A CRITICAL INVESTIGATION OF SCS-CN METHODOLOGY FOR RAINFALL-RUNOFF MODELLING

Abstract

Modelling surface runoff is of paramount importance to tackle issues arising due to scarcity as well as abundance of water and to adequately manage the water-dependent societal requirements. The Soil Conservation Service-Curve Number (SCS-CN) method is an age-old, globally popular method for estimating direct surface runoff resulting from incident rainfall. In spite of its widespread applications, the CN method shows certain structural inconsistencies and deficiencies that require attention. It shows abrupt changes during runoff computations due to sudden jumps in CN values for the changing antecedent moisture condition (AMC). Additionally, applying CN look-up tables with a fixed initial abstraction coefficient (λ) and without slope adjustments results in severe underestimation of surface runoff in steep watersheds. Furthermore, there are areas where the usage of the CN method is limited or unexplored, such as associating CN with the return period and duration of large storms (t > 1 day) to predict design flood and coupling the SCS-CN method with the Universal Soil Loss Equation (USLE) to estimate design sediment yield for designing water and soil conservation systems. Therefore, it is imperative to address the aforementioned issues and develop/modify the new/existing approaches for improving the efficiency of the CN methodology. A simplistic novel approach was developed to account the antecedent moisture in the original SCS-CN method to prevent abrupt jumps in the CN values for runoff estimation and to accurately derive the CN values for watersheds.

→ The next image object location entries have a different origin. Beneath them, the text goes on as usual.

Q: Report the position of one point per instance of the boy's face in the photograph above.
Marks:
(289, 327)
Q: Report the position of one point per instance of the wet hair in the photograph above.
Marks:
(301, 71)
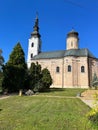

Using the CNs derived from observed events, the proposed model accurately predicted runoff in 36 US watersheds showing higher NSE (mean = 0.53, IQR = 0.37-0.63) and RMSE (IQR = 5.25 to 9.52 mm) values. Also, the proposed model outperformed the existing four CN models in the Godavari sub-basins when RS-based CNs were used for runoff prediction, achieving the highest NNSE of 0.642 and the lowest RMSE and MAE values of 8.98 mm and 6.64 mm, respectively. Further, the proposed model exhibited the best correlation between CN and its associated rainfall (highest R2 values among the tested models) in 36 US watersheds, substantiating the rationality of the model. The empirical moisture content showed a significant correlation with the in-situ water content indicating the potential of the CN methodology to accurately estimate the soil moisture.